Le riz, considéré comme un produit stratégique, fait vivre la population dans le monde rural. Il acquiert une valeur économique du fait qu’il constitue une source de revenus pour les 86% des ménages ruraux (Minten et al., p.42, 2006), d’une part et une valeur sociale puisqu’il est l’alimentation de base de la population ainsi qu’une valeur culturelle grâce à la place qu’il occupe dans la culture malagasy (Dabat et al., 2008) d’une autre. Par ailleurs, le rythme d’extension des superficies cultivées en riz est dépassé par la croissance démographique. La production nationale n’arrive donc pas à couvrir les besoins de la population. Madagascar a alors mis en place plusieurs politiques et stratégies agricoles afin de remédier cette situation de pénurie. Pourtant, elle n’arrive pas à réduire l’écart qui existe entre la production de riz et la demande locale. Ceci reste le plus grand défi de chacun des dirigeants qui se sont succédés. La problématique qui se pose est : Pourquoi Madagascar importe t-elle toujours du riz ? Afin de répondre à cette problématique quelques hypothèses ont été avancées comme la forte croissance de la population ramenant à une augmentation de la consommation, l’échec des politiques agricoles, le problème d’accès aux intrants.
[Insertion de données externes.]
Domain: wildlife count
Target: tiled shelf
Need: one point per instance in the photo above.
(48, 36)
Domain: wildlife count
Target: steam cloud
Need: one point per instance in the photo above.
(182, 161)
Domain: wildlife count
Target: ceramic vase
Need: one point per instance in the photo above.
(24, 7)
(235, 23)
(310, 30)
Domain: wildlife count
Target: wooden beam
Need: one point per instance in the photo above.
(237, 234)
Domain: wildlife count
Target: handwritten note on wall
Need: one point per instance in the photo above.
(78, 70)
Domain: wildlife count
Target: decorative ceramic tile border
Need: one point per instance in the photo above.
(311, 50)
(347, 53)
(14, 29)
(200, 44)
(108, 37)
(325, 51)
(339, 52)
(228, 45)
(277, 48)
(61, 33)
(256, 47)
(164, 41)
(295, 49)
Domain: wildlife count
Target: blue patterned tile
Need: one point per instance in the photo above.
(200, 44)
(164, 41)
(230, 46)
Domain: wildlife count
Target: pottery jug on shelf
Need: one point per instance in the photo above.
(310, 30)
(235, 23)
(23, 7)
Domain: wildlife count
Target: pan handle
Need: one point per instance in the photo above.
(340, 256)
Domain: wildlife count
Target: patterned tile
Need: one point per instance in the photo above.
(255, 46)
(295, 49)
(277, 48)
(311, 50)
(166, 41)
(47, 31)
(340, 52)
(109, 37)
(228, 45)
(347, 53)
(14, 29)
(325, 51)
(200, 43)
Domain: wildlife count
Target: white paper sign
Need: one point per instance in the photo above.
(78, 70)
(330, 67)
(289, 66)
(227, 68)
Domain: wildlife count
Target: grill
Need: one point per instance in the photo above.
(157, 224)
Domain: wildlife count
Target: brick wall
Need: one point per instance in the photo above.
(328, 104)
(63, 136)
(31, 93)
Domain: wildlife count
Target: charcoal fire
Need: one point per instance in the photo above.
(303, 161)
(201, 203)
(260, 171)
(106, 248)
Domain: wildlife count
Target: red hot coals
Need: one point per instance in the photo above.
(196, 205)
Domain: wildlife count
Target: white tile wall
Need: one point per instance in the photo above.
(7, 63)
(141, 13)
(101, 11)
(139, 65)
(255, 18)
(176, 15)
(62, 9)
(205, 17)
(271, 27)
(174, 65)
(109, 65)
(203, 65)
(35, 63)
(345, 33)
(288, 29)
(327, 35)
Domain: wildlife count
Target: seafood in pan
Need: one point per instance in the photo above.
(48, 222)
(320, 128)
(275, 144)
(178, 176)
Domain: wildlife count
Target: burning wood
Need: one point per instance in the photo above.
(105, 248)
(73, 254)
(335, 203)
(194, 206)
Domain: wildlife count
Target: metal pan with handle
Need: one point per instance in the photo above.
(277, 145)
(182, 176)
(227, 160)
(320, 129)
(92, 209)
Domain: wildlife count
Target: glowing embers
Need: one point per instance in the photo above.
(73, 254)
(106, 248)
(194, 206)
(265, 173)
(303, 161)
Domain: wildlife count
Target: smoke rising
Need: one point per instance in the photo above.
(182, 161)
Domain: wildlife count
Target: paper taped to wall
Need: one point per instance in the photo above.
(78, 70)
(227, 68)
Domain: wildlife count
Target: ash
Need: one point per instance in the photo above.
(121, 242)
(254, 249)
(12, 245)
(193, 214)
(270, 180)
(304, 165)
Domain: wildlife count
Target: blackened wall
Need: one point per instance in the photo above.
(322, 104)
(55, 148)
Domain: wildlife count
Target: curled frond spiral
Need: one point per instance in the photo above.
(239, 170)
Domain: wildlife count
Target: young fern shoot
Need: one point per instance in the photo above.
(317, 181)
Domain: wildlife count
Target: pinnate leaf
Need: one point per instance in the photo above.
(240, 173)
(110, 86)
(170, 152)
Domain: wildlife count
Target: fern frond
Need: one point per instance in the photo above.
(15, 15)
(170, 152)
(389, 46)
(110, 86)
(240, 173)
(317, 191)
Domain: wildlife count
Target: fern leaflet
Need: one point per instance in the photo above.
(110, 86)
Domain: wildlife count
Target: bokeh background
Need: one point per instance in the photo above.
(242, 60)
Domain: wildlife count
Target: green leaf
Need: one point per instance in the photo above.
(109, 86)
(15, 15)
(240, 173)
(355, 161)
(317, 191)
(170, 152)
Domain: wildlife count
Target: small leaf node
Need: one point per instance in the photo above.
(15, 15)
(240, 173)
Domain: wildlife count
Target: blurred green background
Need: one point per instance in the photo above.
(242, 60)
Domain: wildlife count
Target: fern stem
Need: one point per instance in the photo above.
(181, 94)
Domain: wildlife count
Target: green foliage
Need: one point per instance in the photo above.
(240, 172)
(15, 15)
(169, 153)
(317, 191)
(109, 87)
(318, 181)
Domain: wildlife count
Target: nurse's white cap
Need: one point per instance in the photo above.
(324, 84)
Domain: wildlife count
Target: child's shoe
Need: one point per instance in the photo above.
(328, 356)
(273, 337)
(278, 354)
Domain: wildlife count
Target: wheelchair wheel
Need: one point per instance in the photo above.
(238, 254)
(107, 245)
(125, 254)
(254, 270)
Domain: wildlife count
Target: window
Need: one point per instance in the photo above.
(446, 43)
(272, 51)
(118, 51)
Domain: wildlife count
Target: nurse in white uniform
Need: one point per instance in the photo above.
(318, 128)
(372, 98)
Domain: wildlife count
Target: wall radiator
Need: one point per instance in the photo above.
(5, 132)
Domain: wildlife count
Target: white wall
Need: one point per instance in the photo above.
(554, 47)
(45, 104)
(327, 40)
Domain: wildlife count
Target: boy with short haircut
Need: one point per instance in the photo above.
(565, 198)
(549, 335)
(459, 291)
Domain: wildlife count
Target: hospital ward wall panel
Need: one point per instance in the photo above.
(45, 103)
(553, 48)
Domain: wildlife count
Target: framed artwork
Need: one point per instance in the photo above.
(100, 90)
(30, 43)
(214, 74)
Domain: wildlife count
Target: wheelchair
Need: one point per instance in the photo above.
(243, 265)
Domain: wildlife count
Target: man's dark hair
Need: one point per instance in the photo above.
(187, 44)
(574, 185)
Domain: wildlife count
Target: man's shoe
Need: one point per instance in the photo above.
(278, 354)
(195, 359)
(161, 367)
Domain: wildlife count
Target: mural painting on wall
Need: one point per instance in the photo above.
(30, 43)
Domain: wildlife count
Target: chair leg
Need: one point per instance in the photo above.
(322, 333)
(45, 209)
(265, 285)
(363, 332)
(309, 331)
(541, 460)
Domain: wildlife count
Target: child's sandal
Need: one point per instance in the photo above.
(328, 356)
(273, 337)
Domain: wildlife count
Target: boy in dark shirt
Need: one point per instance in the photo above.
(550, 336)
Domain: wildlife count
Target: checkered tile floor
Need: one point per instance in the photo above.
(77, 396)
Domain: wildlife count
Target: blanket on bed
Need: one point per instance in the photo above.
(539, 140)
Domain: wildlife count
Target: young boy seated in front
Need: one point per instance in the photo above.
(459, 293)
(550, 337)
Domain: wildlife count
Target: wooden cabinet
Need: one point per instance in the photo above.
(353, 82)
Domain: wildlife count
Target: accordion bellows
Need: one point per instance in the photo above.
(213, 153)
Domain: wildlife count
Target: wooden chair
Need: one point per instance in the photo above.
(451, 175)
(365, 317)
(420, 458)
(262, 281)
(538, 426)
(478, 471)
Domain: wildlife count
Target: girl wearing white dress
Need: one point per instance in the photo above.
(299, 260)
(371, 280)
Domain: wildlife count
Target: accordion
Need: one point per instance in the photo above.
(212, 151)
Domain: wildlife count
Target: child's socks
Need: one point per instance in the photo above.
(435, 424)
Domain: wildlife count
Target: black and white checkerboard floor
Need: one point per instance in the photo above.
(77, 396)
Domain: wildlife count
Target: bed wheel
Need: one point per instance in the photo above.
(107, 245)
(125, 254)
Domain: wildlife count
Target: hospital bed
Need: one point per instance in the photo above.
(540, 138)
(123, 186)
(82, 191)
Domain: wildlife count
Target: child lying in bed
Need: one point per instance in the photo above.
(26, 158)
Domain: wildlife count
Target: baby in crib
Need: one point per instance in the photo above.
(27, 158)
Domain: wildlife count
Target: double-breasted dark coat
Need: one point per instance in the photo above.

L’économie de Madagascar est essentiellement constituée par l’agriculture. La majorité de la population active, notamment les 80%, travaille dans le secteur agricole. Ainsi, l’agriculture contribue jusqu’à 30% du PIB (Produit Intérieur Brut) du pays . La culture vivrière est principalement rencontrée dans les régions rurales et pratiquée par la population rurale où le riz domine. Mais d’autres cultures de rentes telles que litchis, vanille, épices, etc. existent aussi, elles sont destinées à l’exportation.

En tant qu’aliment de base, le riz se trouve au premier plan. Le développement économique de l’île dépend même de cette céréale. Il contribue à peu près de 12% au PIB national et de 43% au PIB agricole. Les 85% des agriculteurs sont des riziculteurs. D’ailleurs, le riz constitue la principale source de revenus des familles dans 45% des communes malagasy . Madagascar faisait partie des pays exportateurs de cette denrée alimentaire jusqu’aux années 70, mais depuis, elle devenait et est encore importatrice de ce produit. L’année dernière (2017), l’importation de riz montait à hauteur de 247 207 tonnes. La production locale est vraiment loin de couvrir les besoins du pays. Techniquement, la riziculture malagasy se révèle non performante. Les rendements n’atteignent qu’à environ les 2,5 tonnes par hectare. Comparés à ceux observés dans les pays asiatiques, ces rendements sont très minimes. La part majeure de la production est destinée à l’autoconsommation.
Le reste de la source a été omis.